The taxability of the benefits depends on who paid the premium and whether it was paid with pre-tax or after-tax dollars:

Employer-paid portion (70%): Taxable

Employee-paid portion (30%) with after-tax dollars: Not taxable

How to Calculate the Taxable Portion:

Since the employer paid 70% of the premium, 70% of the monthly disability benefit is taxable, and 30% is tax-free.

Taxable amount: 70% of $3,000 = $2,100

Tax-free amount: 30% of $3,000 = $900

The employee would pay income tax on $2,100/month, and $900/month would be received tax-free.

Lesson Summary

When it comes to health insurance, there are tax considerations to keep in mind:

  • Premiums paid for individual health insurance policies are usually not tax deductible.
  • Exceptions to this rule are:
    • If the sum of certain medical expenses exceeds 7.5% of one’s adjusted gross income (AGI), they are deductible beyond that threshold.
    • Sole proprietors and business partners can deduct 100% of health insurance premiums for themselves, their spouses, and dependent children.
  • Health insurance benefit payments, including those from individual policies, are typically tax-free.

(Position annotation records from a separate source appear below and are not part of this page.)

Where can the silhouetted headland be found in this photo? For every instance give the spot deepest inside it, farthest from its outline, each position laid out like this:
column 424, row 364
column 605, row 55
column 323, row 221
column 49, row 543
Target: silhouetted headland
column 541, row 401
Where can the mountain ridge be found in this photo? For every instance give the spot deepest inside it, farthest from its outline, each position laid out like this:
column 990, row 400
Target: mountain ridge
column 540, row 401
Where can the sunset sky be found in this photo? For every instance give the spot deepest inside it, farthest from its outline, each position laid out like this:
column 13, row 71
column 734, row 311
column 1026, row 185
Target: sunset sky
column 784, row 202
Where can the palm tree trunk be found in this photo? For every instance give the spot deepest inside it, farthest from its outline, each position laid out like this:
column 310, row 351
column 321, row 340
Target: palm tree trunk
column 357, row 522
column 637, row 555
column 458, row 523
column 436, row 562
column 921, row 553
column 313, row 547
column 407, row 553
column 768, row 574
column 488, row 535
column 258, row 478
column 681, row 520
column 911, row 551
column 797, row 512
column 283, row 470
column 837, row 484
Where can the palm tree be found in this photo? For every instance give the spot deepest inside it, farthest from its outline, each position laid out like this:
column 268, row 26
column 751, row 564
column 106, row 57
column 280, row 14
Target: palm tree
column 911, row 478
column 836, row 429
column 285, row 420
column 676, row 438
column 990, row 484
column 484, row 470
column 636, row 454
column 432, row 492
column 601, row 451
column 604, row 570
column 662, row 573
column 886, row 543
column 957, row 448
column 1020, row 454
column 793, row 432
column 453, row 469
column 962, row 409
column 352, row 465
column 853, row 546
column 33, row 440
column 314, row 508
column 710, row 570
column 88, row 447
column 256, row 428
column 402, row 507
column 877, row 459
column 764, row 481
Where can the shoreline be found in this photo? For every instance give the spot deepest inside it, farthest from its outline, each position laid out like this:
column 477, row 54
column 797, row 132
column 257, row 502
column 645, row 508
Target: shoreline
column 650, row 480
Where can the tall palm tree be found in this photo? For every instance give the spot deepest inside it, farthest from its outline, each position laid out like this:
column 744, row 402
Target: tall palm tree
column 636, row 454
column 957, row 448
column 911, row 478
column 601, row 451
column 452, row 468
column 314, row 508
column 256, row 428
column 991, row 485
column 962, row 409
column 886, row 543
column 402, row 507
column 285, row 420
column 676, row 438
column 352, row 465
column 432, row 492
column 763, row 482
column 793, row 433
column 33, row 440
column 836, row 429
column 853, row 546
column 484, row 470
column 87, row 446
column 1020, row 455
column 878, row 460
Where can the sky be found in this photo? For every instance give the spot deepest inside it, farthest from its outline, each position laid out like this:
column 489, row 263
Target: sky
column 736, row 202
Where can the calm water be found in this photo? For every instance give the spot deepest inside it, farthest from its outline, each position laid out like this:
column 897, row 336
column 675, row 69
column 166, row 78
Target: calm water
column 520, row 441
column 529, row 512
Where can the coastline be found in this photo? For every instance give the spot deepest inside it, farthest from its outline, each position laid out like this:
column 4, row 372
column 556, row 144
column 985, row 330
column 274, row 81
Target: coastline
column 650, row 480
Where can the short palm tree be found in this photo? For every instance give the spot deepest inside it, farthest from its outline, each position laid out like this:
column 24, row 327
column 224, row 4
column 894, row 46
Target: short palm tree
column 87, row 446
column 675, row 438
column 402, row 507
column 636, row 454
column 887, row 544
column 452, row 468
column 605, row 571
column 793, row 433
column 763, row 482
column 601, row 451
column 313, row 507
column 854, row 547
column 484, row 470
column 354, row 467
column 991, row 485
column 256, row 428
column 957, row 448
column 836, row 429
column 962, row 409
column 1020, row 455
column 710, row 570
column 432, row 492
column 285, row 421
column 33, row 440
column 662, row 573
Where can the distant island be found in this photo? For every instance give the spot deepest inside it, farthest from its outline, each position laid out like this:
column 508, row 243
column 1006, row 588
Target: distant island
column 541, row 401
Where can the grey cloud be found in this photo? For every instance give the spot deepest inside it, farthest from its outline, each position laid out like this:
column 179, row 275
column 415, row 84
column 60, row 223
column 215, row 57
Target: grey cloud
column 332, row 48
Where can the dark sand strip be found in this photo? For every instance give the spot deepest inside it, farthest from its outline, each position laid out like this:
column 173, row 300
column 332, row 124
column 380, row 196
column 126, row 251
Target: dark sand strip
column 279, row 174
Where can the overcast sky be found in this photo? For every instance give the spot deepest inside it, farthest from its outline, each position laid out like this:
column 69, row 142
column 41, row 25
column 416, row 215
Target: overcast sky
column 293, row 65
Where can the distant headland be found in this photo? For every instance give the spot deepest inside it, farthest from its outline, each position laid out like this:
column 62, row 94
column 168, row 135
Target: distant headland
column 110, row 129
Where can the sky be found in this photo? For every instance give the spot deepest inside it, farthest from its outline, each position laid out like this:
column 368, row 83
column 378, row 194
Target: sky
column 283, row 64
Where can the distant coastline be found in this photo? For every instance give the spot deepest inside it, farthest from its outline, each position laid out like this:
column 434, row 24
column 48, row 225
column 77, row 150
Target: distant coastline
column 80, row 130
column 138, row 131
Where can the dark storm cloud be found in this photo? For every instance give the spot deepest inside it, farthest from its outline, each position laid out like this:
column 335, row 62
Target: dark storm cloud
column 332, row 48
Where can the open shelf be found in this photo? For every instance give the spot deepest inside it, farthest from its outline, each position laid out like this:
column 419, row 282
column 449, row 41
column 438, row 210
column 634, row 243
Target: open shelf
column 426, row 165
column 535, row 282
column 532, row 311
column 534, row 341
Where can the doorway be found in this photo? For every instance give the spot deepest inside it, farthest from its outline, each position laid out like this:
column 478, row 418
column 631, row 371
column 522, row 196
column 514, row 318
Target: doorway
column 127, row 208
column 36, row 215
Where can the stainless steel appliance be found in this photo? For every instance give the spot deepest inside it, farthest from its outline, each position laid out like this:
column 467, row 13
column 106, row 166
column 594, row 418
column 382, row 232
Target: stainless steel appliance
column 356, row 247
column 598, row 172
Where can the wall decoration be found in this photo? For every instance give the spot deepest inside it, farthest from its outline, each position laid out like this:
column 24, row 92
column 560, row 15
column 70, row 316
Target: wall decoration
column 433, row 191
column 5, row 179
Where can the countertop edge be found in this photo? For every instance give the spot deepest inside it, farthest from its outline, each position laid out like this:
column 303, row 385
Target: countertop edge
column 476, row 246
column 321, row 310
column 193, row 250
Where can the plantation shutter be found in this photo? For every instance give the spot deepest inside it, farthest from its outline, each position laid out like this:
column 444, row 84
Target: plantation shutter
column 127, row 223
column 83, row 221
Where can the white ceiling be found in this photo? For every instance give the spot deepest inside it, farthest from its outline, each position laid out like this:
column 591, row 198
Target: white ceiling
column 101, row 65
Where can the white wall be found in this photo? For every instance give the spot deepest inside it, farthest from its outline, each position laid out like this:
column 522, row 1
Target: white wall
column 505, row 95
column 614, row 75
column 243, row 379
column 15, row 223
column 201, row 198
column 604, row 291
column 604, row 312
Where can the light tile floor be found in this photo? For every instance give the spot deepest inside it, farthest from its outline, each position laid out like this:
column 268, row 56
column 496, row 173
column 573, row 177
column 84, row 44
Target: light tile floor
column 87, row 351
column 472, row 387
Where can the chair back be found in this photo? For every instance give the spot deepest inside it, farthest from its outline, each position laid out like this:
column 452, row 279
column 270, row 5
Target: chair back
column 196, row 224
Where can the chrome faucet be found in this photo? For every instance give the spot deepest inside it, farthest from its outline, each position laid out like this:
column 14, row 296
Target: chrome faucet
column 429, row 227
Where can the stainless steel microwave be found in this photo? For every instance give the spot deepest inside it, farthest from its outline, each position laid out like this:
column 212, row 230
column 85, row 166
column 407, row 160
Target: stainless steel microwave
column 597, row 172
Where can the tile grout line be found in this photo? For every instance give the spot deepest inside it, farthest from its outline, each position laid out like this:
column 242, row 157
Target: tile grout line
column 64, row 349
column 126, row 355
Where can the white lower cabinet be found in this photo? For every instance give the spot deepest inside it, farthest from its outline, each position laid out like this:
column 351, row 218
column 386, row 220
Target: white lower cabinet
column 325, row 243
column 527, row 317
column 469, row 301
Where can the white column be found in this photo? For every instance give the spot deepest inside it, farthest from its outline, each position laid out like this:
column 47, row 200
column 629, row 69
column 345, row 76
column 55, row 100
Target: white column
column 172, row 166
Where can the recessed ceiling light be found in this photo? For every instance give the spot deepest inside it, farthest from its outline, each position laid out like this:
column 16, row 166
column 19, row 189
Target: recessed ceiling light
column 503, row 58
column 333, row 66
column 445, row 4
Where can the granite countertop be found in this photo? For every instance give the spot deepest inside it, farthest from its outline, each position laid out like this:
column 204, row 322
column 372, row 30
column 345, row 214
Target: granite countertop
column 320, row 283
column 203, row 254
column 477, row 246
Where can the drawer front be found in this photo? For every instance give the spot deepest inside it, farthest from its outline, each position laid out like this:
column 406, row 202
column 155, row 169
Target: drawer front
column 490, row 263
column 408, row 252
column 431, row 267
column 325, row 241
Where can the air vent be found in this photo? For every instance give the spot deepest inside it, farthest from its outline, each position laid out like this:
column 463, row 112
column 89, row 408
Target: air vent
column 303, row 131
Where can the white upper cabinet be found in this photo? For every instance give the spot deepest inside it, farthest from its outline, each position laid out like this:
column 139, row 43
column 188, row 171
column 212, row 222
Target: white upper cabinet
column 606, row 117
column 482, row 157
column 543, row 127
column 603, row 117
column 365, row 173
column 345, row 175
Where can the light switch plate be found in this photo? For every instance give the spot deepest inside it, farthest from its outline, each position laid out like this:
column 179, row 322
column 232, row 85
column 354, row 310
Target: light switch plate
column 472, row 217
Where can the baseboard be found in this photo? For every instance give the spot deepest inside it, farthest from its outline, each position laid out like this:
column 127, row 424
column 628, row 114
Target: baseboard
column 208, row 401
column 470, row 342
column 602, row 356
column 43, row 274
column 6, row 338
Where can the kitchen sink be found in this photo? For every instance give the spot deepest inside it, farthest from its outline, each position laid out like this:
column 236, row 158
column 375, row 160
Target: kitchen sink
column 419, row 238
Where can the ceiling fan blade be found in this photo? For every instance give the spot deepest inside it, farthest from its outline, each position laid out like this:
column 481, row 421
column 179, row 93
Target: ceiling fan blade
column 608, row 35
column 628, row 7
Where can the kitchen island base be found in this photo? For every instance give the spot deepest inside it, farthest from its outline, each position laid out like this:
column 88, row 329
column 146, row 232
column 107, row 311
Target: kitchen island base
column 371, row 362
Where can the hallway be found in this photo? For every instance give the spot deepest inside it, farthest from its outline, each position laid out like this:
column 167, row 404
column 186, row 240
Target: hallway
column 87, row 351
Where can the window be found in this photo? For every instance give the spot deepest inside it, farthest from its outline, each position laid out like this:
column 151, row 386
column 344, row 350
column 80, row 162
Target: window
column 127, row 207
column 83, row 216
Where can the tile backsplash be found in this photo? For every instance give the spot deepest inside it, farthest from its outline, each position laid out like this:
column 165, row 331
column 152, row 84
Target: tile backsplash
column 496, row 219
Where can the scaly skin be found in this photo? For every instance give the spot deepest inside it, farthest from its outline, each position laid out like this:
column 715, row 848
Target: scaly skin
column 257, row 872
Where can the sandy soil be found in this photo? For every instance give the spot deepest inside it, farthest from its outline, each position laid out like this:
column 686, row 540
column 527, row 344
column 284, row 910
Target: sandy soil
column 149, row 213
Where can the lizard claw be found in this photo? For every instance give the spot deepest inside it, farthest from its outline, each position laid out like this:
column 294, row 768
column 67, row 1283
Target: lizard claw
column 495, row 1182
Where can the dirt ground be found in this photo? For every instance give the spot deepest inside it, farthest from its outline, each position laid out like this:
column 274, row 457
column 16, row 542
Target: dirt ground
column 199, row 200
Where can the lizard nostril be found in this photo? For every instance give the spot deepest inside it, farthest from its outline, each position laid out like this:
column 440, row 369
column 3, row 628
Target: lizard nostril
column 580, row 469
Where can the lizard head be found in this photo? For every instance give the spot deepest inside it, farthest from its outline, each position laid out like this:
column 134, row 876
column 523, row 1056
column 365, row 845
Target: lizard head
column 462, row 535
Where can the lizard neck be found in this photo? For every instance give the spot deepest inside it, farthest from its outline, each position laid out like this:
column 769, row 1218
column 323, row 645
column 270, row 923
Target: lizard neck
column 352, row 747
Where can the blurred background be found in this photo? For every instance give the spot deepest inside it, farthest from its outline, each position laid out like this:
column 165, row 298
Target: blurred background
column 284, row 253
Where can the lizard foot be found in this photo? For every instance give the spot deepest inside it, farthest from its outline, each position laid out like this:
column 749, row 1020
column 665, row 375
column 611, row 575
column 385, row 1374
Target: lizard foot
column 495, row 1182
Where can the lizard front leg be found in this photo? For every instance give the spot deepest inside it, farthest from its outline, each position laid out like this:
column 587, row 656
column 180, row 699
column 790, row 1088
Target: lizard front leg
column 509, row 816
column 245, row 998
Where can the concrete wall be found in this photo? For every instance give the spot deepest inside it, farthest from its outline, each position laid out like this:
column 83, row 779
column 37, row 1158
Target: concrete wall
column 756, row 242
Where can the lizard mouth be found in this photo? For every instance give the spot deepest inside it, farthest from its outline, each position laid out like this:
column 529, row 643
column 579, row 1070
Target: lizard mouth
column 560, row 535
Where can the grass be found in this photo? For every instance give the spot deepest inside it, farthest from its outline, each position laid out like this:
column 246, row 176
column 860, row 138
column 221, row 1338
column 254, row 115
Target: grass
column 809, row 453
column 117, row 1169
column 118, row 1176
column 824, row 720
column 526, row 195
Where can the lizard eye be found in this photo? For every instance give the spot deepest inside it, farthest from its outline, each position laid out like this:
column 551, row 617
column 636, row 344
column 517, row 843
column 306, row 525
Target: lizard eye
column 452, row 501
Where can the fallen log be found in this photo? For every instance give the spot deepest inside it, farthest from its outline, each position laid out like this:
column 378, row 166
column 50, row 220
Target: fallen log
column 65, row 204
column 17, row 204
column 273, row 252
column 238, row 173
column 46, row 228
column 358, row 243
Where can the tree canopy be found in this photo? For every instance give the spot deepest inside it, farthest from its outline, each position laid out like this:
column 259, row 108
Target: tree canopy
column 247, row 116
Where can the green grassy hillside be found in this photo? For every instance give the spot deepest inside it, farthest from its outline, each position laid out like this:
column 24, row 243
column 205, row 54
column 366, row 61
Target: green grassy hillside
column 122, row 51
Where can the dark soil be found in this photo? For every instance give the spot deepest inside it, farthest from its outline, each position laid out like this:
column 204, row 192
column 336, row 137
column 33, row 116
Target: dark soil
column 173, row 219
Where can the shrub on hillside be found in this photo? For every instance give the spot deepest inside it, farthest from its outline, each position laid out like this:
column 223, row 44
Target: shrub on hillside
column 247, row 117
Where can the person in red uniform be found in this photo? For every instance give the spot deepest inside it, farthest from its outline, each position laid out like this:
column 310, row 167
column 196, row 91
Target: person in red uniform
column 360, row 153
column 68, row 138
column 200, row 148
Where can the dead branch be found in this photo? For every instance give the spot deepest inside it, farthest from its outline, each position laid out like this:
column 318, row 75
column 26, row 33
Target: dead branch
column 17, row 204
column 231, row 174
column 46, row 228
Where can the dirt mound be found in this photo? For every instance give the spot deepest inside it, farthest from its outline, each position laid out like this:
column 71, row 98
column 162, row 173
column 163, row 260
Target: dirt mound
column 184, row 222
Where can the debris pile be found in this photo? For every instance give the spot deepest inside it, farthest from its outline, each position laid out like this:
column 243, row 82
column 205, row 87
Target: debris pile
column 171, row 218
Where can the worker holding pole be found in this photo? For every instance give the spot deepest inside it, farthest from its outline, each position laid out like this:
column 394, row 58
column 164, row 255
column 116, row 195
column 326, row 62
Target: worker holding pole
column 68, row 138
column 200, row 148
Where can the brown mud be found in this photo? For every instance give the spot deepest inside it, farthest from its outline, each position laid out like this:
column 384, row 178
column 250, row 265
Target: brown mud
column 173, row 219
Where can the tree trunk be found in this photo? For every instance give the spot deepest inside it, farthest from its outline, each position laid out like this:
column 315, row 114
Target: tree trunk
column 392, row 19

Regarding business policies:

  • A company cannot deduct premiums for certain insurances but can exclude benefits from taxable income.
  • Business overhead expense insurance is both deductible and benefits received are tax-free.
  • Group health insurance plans provide tax benefits:
    • Employers can deduct premiums paid.
    • Employees covered under a group health plan are usually not taxed on benefits received.
    • An exception exists for disability income payments from employer-paid group disability plans, which are taxable to the employee.